- 6 cups cubed bread (A lot of gluten free breads are frozen, so I used the following and cleaned out the freezer.)
- 3 Everything Bagels – Trader Joe’s
- 3 Udi’s hamburger buns
- 12-ish slices of two kinds of sandwich bread
- 1 bag of Brazi Bites (baked fresh today)
- 6 eggs
- 2 1/2 cups milk (add more if you prefer a super wet bread pudding)
- 3 Tbsp. stone ground mustard
- 1 bunch kale
- 1 lb. bacon
- 2 tsp. Nature’s Seasons
- 1/2 cup parmesan
Set out any bread to thaw, and bake Brazi Bites if using. Cut all bread into 1/2 inch cubes and toss together in a large bowl.

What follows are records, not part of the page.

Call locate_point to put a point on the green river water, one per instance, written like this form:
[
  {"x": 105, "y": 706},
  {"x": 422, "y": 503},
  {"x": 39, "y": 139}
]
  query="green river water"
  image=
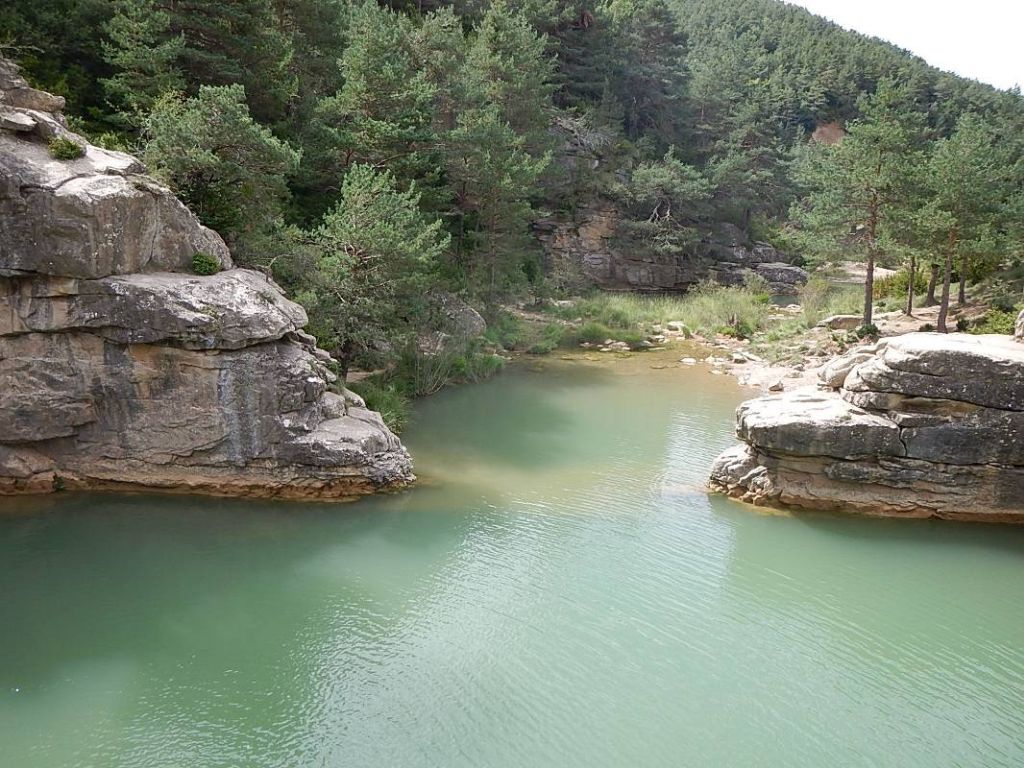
[{"x": 558, "y": 592}]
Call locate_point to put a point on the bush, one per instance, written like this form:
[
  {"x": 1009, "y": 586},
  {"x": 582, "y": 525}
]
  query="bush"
[
  {"x": 204, "y": 263},
  {"x": 551, "y": 338},
  {"x": 895, "y": 285},
  {"x": 417, "y": 375},
  {"x": 593, "y": 333},
  {"x": 820, "y": 300},
  {"x": 504, "y": 330},
  {"x": 62, "y": 147}
]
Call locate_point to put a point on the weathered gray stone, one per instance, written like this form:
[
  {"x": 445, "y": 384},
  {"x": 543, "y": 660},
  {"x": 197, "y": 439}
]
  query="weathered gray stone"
[
  {"x": 806, "y": 423},
  {"x": 927, "y": 425},
  {"x": 983, "y": 370},
  {"x": 782, "y": 278},
  {"x": 12, "y": 120},
  {"x": 91, "y": 217},
  {"x": 834, "y": 374},
  {"x": 227, "y": 310},
  {"x": 120, "y": 370}
]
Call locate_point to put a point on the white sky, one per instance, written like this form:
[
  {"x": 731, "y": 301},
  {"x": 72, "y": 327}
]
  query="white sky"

Fry the bacon until crispy. Hand tear the kale into bite sized pieces and wash.
Combine eggs, milk, mustard, and Nature’s Seasons.
Layer half the bread into a 9″ x 13″ casserole dish, followed by a layer of kale, then bacon. Repeat until all ingredients are evenly dispersed. Ladle over the egg mixture so it evenly coats and soaks through the entire dish.
Cover with foil and bake at 350 for 25 minutes. Remove foil, top with parmesan, and bake for an additional 10 minutes.